The Harajuku district of Tokyo is said to be the fashion capital of Japan, with crowds of young people descending on the area daily and even more so on weekends to check out the offerings of its numerous stores, but more importantly to eye each other. Harajuku is also famous for “cosplay,” or “costume play,” a type of performance art in which ordinary young people, mostly girls, wear costumes that mimic fictional characters, like Little Bo Peep. You can enjoy the show whether you dress up for it or not.
Yokohama’s “Chukagai” district is Japan's largest Chinatown. It became home to Chinese traders who settled there after Yokohama became one of Japan’s first ports to open to foreign trade in 1859. Four ornate gates mark the main entryways to the area, which is famed for its countless Chinese stores – and especially its restaurants and food stalls serving up Chinese ramen, dumplings and other cuisine. Another attraction is brightly colored Kanteibyo Temple in the center of Chinatown. Built in 1873, it’s dedicated to a Chinese deity of business and prosperity. For the full effect, visit the district during the annual Chinese New Year celebrations.
There are dragon boat races at different venues throughout Okinawa. For a complete schedule, check out Okinawa Story, the official Okinawa Tourist Information Web Site, at www.okinawastory.jp/en/special/hari/index.html
Nearby are the "Suicide Cliffs" that many Okinawan civilians threw themselves off of rather than suffer the disgrace of surrender. Lt. Gen. Mitsuru Ushijima, commanding general of the 32nd Imperial Japanese Army, also performed "seppuku," or ritual suicide, here.
The Cornerstones of Peace, erected in the park, were built to mark the 50th anniversary of the end of the battle and World War II. The names of all who died in the fighting are inscribed on the memorial, regardless of nationality and whether they were military or civilians.
Peace Memorial Hall, which houses the Prayer for Peace Buddhist Statue as well as war artifacts, is located just north of the cliffs.

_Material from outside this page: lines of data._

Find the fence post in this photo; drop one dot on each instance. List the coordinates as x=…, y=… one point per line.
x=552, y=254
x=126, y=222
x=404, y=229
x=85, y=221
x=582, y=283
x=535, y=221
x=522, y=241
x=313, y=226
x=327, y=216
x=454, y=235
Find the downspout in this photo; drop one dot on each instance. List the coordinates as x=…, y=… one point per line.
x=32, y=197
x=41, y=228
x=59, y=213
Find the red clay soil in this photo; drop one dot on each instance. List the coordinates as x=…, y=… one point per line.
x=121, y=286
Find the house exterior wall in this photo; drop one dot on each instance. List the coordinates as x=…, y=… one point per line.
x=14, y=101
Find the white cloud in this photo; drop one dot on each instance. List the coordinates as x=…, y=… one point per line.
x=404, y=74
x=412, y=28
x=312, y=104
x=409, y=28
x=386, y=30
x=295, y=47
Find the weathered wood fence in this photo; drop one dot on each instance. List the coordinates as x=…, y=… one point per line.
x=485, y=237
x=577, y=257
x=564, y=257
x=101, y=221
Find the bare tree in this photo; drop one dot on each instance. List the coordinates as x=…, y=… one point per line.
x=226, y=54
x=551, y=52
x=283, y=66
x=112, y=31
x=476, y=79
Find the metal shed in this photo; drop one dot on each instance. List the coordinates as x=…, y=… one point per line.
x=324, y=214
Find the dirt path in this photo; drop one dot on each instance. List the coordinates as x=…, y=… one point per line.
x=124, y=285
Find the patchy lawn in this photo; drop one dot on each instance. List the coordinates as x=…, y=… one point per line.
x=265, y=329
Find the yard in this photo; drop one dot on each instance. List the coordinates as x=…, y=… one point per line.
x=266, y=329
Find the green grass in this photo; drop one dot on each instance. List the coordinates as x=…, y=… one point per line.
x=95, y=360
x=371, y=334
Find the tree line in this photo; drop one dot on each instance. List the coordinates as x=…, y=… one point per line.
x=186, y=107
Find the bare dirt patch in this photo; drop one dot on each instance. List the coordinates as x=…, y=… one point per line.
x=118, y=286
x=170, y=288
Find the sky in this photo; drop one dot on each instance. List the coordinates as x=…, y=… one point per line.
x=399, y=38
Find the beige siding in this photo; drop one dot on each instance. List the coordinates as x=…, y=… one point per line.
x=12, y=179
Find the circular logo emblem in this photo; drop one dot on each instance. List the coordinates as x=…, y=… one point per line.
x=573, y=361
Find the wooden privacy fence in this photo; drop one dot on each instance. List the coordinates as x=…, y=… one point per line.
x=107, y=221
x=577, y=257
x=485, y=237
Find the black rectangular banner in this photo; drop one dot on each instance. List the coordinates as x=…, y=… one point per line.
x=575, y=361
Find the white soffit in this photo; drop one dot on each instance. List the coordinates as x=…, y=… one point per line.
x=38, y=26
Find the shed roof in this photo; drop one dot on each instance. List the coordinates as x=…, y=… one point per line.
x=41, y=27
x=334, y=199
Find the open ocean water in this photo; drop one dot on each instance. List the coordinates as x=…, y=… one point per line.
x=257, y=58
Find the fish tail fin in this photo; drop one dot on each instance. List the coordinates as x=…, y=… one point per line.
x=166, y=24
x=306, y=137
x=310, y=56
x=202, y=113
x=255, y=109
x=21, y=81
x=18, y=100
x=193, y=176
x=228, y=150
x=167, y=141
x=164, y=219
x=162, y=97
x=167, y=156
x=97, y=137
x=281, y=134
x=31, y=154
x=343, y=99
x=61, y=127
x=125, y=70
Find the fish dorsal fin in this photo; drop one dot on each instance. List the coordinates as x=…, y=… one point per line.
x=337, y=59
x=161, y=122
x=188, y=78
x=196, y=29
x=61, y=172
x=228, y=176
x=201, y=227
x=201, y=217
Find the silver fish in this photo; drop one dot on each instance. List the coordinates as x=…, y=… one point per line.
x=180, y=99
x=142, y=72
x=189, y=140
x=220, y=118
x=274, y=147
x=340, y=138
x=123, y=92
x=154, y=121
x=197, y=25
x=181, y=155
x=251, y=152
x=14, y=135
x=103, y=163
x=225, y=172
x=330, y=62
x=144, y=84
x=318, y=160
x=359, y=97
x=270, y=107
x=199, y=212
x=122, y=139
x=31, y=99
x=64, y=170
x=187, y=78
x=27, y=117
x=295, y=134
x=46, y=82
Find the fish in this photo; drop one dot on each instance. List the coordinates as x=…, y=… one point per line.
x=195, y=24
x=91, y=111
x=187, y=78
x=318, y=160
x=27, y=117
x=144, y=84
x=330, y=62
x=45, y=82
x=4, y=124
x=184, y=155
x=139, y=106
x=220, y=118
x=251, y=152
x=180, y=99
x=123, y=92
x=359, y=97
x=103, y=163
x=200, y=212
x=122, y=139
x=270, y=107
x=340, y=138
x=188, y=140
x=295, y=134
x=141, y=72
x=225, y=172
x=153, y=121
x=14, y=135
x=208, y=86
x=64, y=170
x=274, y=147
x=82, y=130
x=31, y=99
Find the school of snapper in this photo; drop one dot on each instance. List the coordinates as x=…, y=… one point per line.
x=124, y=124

For more information, including operating hours and entry fees, check out www.okinawastory.jp/en/view/portal/0110689100/
Shuri Castle offers an opportunity to rediscover the Ryukyu Kingdom. Shuri, the capital city during the Ryukyu dynasty, was used as the king's residence, administrative center and hall for ceremonies. The castle, which has been a World Heritage Site since 2000, represents a refined Ryukyu style which incorporates both Chinese and Japanese influences.